In other words, we want to mask an attention score matrix A so that it looks like:

$$A =
\begin{bmatrix}
a_{11} & a_{12} & -\inf \\
a_{21} & a_{22} & a_{23} \\
a_{31} & -\inf & -\inf
\end{bmatrix}$$

In practice, masked attention functions take in an argument `key_padding_mask` specifying the valid length $m$ for each query.

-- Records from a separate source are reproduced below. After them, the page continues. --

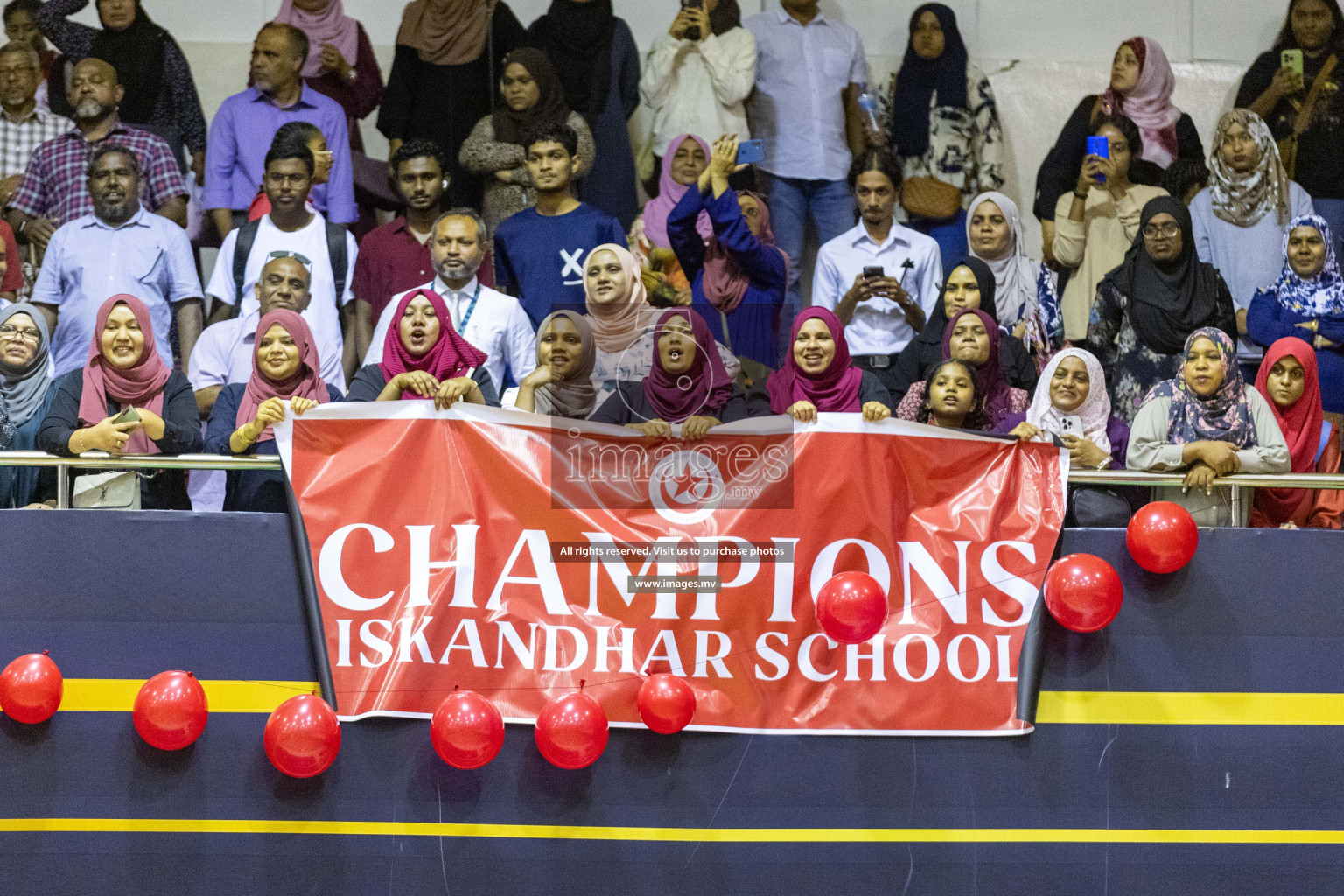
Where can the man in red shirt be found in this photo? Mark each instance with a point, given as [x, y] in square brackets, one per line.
[396, 256]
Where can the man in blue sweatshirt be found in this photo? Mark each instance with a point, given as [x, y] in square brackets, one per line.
[539, 251]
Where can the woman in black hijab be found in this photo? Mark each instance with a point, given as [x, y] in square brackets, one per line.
[598, 65]
[970, 284]
[1150, 305]
[160, 92]
[944, 127]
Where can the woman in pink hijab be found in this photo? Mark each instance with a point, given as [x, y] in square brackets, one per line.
[127, 401]
[1141, 83]
[340, 60]
[285, 368]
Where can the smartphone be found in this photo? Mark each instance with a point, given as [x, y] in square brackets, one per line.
[1071, 424]
[694, 32]
[1098, 147]
[1292, 60]
[750, 152]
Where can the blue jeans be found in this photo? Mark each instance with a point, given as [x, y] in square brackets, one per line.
[828, 203]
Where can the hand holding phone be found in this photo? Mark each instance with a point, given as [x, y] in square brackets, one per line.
[1098, 147]
[750, 152]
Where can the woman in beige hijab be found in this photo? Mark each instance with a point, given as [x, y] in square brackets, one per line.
[449, 60]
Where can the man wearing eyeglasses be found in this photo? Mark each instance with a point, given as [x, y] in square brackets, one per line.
[122, 248]
[290, 230]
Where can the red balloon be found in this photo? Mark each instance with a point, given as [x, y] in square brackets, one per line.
[851, 607]
[1083, 592]
[1161, 536]
[171, 710]
[303, 737]
[666, 703]
[466, 730]
[571, 731]
[32, 688]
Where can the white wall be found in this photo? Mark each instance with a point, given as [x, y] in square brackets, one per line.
[1042, 55]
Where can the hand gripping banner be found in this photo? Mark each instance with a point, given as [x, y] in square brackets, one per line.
[486, 550]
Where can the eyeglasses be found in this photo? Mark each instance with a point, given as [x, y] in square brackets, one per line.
[301, 260]
[8, 332]
[1170, 228]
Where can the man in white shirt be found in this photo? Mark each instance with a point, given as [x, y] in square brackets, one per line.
[292, 228]
[225, 355]
[809, 70]
[491, 321]
[882, 312]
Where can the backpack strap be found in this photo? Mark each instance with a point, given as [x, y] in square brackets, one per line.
[242, 248]
[338, 256]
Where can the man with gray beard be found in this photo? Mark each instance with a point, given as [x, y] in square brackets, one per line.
[54, 190]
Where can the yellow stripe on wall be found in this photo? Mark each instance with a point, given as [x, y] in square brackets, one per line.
[118, 695]
[1057, 707]
[674, 835]
[1140, 708]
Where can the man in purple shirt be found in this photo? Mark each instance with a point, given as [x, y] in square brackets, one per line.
[245, 124]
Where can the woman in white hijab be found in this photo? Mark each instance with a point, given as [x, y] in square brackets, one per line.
[1071, 409]
[1027, 291]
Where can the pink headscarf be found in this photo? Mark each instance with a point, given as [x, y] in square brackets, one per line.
[837, 386]
[330, 25]
[306, 382]
[617, 326]
[710, 384]
[449, 358]
[669, 193]
[724, 283]
[1150, 103]
[140, 384]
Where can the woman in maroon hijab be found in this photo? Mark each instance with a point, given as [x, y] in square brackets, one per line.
[125, 376]
[285, 367]
[687, 384]
[819, 378]
[424, 358]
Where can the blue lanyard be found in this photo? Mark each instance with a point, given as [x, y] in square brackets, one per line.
[466, 318]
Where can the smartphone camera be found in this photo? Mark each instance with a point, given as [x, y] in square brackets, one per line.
[694, 32]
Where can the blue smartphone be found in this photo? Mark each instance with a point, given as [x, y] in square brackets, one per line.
[1098, 147]
[750, 152]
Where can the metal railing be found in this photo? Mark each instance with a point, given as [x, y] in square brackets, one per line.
[100, 461]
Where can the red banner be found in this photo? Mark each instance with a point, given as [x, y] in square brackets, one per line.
[480, 549]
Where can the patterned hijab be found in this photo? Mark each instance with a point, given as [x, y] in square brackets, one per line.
[451, 356]
[1015, 273]
[446, 32]
[1222, 416]
[1095, 410]
[140, 384]
[704, 388]
[306, 382]
[576, 396]
[1300, 424]
[1242, 199]
[617, 326]
[1150, 102]
[1321, 294]
[837, 386]
[990, 383]
[23, 389]
[669, 193]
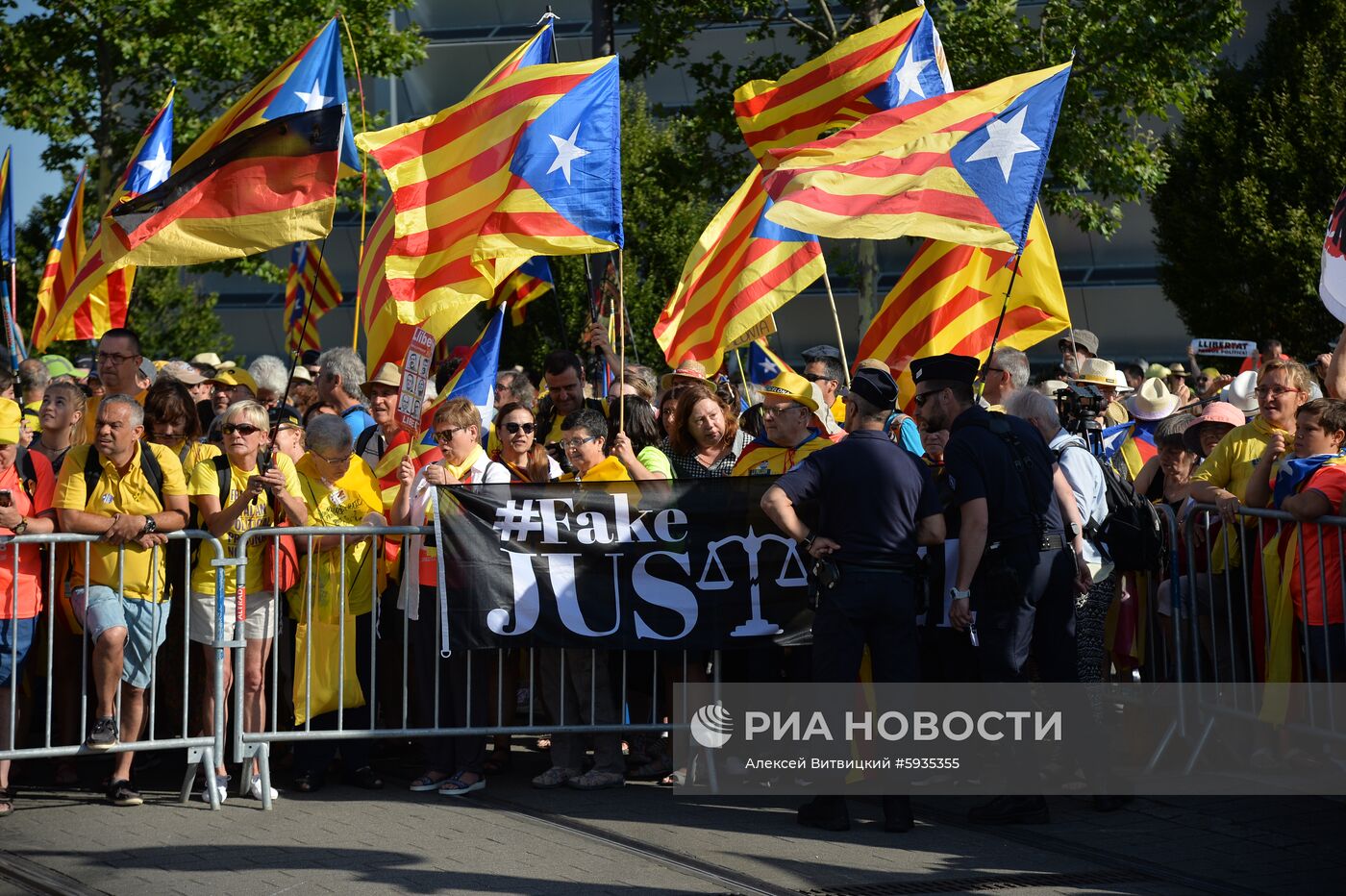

To achieve the above masking, `key_padding_mask` would be $\begin{bmatrix} 2 & 3 & 1 \end{bmatrix}$.

After original attention scores

$$A =
\begin{bmatrix}
a_{11} & a_{12} & a_{13} \\
a_{21} & a_{22} & a_{23} \\
a_{31} & a_{32} & a_{33}
\end{bmatrix}$$

are calculated, we create a masking matrix according to `key_padding_mask`

$$M =
\begin{bmatrix}
0 & 0 & -\inf \\
0 & 0 & 0 \\
0 & -\inf & -\inf
\end{bmatrix}$$

and add it to the original attention score matrix, resulting in the masked attention score matrix A

$$A =
\begin{bmatrix}
a_{11} & a_{12} & -\inf \\
a_{21} & a_{22} & a_{23} \\
a_{31} & -\inf & -\inf
\end{bmatrix}$$

After this, taking softmax will produce desired attention weights

$$W =
\begin{bmatrix}
w_{11} & w_{12} & 0 \\
w_{21} & w_{22} & w_{23} \\
w_{31} & 0 & 0
\end{bmatrix}$$

For batches of queries, `key_padding_mask` would be in 2D form [[],[],...], each list for a batch of queries.